Dog Days hit US cinemas on September 21, 1975.

The US had just pulled out of Vietnam and the aftermath of the Watergate affair rocked the nation. During this politically explosive time, Lumet's work caused a sensation. Some journalists saw a film of the counterculture in Hundstage and described it as inappropriate and directed against the establishment . This was mainly due to the theming of transsexuality and homosexuality , the mention of the Attica prison uprising and the fact that the bank robber Sonny is a Vietnam veteran.

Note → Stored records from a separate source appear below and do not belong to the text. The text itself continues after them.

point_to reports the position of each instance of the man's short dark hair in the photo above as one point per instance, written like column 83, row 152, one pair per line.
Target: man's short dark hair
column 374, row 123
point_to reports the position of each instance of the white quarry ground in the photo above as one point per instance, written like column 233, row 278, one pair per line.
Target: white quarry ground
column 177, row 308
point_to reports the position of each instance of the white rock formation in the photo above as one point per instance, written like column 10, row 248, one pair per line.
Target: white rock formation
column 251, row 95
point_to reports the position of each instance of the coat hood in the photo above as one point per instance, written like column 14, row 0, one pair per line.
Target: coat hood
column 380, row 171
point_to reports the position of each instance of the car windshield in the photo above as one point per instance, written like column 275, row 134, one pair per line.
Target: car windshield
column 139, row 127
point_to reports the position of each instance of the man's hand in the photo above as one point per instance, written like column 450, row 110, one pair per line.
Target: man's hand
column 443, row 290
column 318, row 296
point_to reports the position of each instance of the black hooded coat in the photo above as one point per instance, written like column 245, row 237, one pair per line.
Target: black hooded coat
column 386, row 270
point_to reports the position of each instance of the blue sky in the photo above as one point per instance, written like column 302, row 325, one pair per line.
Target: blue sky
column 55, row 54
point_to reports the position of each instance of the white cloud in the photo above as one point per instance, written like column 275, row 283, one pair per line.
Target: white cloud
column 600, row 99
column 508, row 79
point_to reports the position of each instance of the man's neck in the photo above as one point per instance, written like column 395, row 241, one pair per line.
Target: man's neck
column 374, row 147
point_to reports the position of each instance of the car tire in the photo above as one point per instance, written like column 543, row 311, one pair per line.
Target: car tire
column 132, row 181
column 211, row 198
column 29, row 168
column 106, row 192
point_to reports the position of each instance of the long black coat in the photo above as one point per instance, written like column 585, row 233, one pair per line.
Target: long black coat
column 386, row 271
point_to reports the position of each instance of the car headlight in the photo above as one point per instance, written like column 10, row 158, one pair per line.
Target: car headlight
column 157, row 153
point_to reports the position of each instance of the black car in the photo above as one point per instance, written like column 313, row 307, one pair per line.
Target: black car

The film received mostly positive reviews, especially the acting performances of Al Pacino and Chris Sarandon were given appreciation. In the US alone, Hundstage grossed over $ 46 million. The film celebrated its German premiere on March 19, 1976.

Hundstage is now considered a classic of American film and an important representative of New Hollywood cinema of the 1960s and 1970s.

In 2005, documentary filmmaker Walter Stokman made the film Based on a True Story , which documents the story of the bank robbery.

Reviews

“In careful psychological detail, Sidney Lumet exposes the constitution of the perpetrators and the background to their actions, the mechanism of the hostage drama and the way in which the fight against crime works in public. Played oppressively haunting. "

“Because the film brings up no prejudices other than curiosity and the desire to observe, it becomes an unambitious total picture of a city, indeed a world. [...] Al Pacino plays him [Sonny] as a fascinating mixture of fear, helplessness, theatrical pride and a little people cunning that sits laboriously as a mask on benign kitsch. […] Incidentally (if by no means coincidental) the filmed 'gangster drama' […] is one of the most precise sociograms of the New Yorkers: all ethnically separated into unmistakable peculiarities and all united by the dirty streets, the boiling noise, the dilapidated apartment blocks. The director would probably be astonished if he were assumed to have a radical program for his radical view. He just looked carefully where films usually only meet their own prefabricated expectations. "

- Hellmuth Karasek : Spiegel (March 1976)

“Lumet managed to maintain tension for over two hours. There are always dangerous situations, for example when the police tried to get into the building through the back entrance of the bank. The showdown itself puts a tragic end to the act of desperation and leaves a man behind who no longer knows what is actually happening to him. The heat does one more thing to aggravate the tense situation again and again. And at the same time, 'Dog Day Afternoon' demonstrates the helplessness that spreads in such a situation - on all sides and reinforced by the influence of the media, whose influence hardly anyone can or wants to escape. "

- Ulrich Behrens

Awards

Hundstage won the 1976 Oscar for Best Original Screenplay (Frank Pierson) and was also nominated for Best Picture , Best Director (Sidney Lumet), Best Actor (Al Pacino), Best Supporting Actor (Chris Sarandon) and Best Editing (Dede Allen) .

At the 1976 Golden Globe Awards , the film received nominations for Best Drama , Best Director , Best Actor , Best Supporting Actor (John Cazale and Charles Durning), Best Young Actor (Chris Sarandon), and Best Screenplay .

Hundstage also received a National Board of Review Award for Best Supporting Actor (Charles Durning), a Writers Guild of America Award for Best Screenplay, and a Directors Guild of America Award for Best Director.

It ranks 70th on the list of the American Film Institute's 100 best American thrillers . The line Attica! Attica! came 86th of the 100 best movie quotes.

In 2009 the film was entered into the National Film Registry .

Web links

Individual evidence

  1. a b The Life article
  2. Background information on the real story
  3. ^ John Wojtowicz's letter to the New York Times
  4. a b IMDb-This-and-That
  5. Interview with Fran Pierson
  6. http://boxofficemojo.com/movies/?id=dogdayafternoon.htm
  7. ^ Pierre Huyghe - The Third Memory ; Retrieved July 5, 2017
  8. Dog days. In: Lexicon of International Films . Film service , accessed October 21, 2016 .Template: LdiF / Maintenance / Access used 
  9. Hundstage In: filmzentrale.com, accessed on March 1, 2017.